Es wurde im öffentlichen Diskurs über all diese und viele weitere Punkte eine Stimmung geschaffen, in der Menschen, die von ihrem Recht, ihre Meinung auf der Straße zu formulieren, Gebrauch machen, kriminalisiert und eingeschüchtert werden. Davon, und von medialer Panikmache in Bezug auf Demonstrationen generell, offenbar zu besonderen Höhenflügen inspiriert, ging die Linzer Polizei im Vorfeld der diesjährigen Demonstration gegen den Burschenbundball in der oberösterreichischen Landeshauptstadt noch einen Schritt weiter. Den OrganisatorInnen vom Bündnis „Linz gegen Rechts“ wurde mitgeteilt, dass sie nicht nur eine gewisse Anzahl an OrdnerInnen – was im Grunde rechtlich nicht haltbar ist – zu stellen hätten, sondern diese auch vorab namhaft zu machen und Personendaten an die Polizei zu übermitteln wären. Andernfalls würde die Demonstration untersagt werden, hieß es in dem Schreiben der Behörde.
Das große antifaschistische Bündnis, dem auch der KZ-Verband/VdA Oberösterreich angehört, tat in dieser angespannten und nicht absehbaren Situation hingegen das einzig Richtige. In einer Stellungnahme verlautbarten die AntifaschistInnen: „Wir lassen uns davon sicherlich nicht einschüchtern, sondern werden uns aktiv gegen diese Repression seitens der Exekutive einsetzen.“ Und tatsächlich konnten sie sich damit durchsetzen. Die Polizei machte einen Rückzieher und sprach plötzlich von Missverständnissen, die zur Drohung des Demoverbots geführt hätten.

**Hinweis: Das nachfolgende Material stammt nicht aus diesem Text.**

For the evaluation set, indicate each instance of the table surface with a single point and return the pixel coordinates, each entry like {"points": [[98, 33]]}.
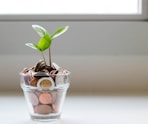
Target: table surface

Die Demonstration selbst setzte dann am 4. Februar mit 1.000 Beteiligten ein entschlossenes Zeichen gegen das als Ball getarnte Vernetzungstreffen deutschnationaler Burschenschafter.
Die Zukunft wird zeigen, wie weit demokratische Rechte noch angegriffen werden, welche Pläne noch in den Schubladen der Law-and-Order-Fanatiker liegen und in welchen Konstellationen diese umgesetzt oder angedroht werden. Demokratisch und antifaschistisch gesinnte Menschen müssen wohl damit rechnen, hier noch viele Angriffe zurückschlagen zu müssen. Wenn die Erfahrung aus Linz hier aber eines lehrt, ist es, mit Bert Brecht gesprochen, dass jene schon verloren haben, die nicht bereit sind zu kämpfen.